【完結】殿下、離縁前提の結婚生活、いかがですか?~拗らせ男女の(離縁前提)夫婦生活~ 第一部【コミカライズ原作】
「……そういうところ、直した方が良いと思う」
「私、これで苦労したことがないので」
苦労したことがないというよりも、人と深く関わることを避けてきたという方が正しいのだろうが。内心で苦笑を浮かべながらそんなことをぼやけば、ルーシャンは「まぁ、いいや」とだけ言い、「そのエイリーン嬢なんだけれどさ」と話を戻してきた。ちなみに、彼の視線も本に向けられた。
「しつこいんだよね」
「まぁ、しつこいとは、何が?」
「大体察しろ。……俺たちみたいな人間には、日常的なこと」
ルーシャンがそう言うので、ドロシーは「あぁ、言い寄られているのか」と瞬時に理解した。ドロシーだって男性に言い寄られることは少なくない。むしろ、引きこもりになる前はそれが日常だった。そのため、そういう考えに向かうのに時間はかからなくて。
「言い寄られているのですね」
「そう。……なんでも、俺に一目惚れしたらしくて」
普通の人間がそんなことを言えば、嫌味と受け取られるのだろう。しかし、生憎と言っていいのかルーシャンやドロシーのような整いすぎた容姿を持つ人間にとって、それは普通のことで。側にいるダニエルとリリーの考えなど知りもしない二人は、本に視線を向けたまま会話を続ける。

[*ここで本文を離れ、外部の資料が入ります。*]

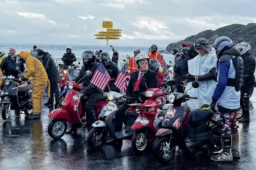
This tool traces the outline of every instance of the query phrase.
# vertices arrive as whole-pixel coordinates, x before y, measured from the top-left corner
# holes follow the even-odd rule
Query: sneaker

「エイリーン嬢、王城にも来るし、会わせろって喚くし、ろくな子じゃなくてさ」
ルーシャンのその言葉に、ドロシーは内心で「一時期の私か」と内心で思っていた。ルーシャンと婚姻した当初、ドロシーはエイリーンと同じような行動をしていた。とは言っても、その気持ちに好意など一ミリもない。あるのは「薄情な妻と思われたくない」と言う思惑だけ。